The company is the third of the Big Four to report UK results for the most recent financial year. Partners Deloitte and PwC received an average share of the profits of over £1million, although PwC’s figures were boosted by the sale of part of its business. KPMG has yet to release its latest annual results.

Alongside the results, EY announced graduate pay would rise by 13 per cent to an average of £32,000, while school leavers joining as apprentices would get an 11 per cent rise to £22,000. £.

The pay rises, which will help the roughly 1,500 people who joined EY outside of schools and universities last year, follow at least a decade of near-stagnant wages for entry-level accountants.

Ball said the pay increases recognize that younger employees have been disproportionately affected by the rising cost of living.

The employee bonus pot has been increased by more than half to £110m, while the company expects pay rises to cost it £106m in the financial year. Classes.

There had been a “slight slowdown” in demand as the economic outlook darkened, Ball said.

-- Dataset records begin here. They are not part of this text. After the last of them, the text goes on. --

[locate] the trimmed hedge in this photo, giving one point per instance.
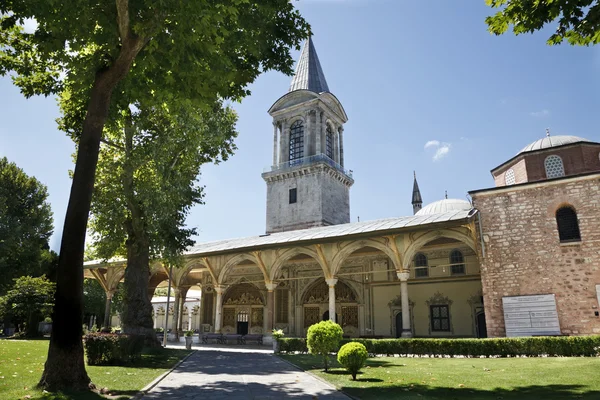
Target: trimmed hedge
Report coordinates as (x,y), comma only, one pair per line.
(112,349)
(564,346)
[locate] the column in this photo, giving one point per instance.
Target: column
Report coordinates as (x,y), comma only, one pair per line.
(403,276)
(275,162)
(107,313)
(270,306)
(319,132)
(331,282)
(341,131)
(219,309)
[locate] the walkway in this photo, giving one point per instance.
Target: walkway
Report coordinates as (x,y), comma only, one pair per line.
(236,374)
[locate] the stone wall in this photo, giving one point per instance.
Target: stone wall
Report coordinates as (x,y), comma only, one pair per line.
(524,255)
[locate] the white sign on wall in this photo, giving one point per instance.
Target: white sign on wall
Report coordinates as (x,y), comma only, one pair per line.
(530,315)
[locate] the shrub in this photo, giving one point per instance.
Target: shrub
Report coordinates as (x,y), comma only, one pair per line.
(353,356)
(111,349)
(323,338)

But customers still need advice during downturns, when they tend to “change the types of services they seek”, he added.

Outside of its advisory business, EY’s tax service increased revenue by 15% to £934m, while strong deal flow helped boost strategy and deals division sales by 10 % to £590m.

The audit and assurance business increased revenue by 11% to £817m. Audit fees have risen as the Big Four react to increased regulatory scrutiny of their work, although Ball said the increase in revenue was partly due to the addition of new clients such as the manager of Heritage Brewin Dolphin, Estate Agent Countrywide and Construction Group Morgan Sindall.

Ball said no date had yet been set for UK partners to vote on whether to support plans to split its global audit and consultancy operations. Voting was due to begin in November and continue until early next year.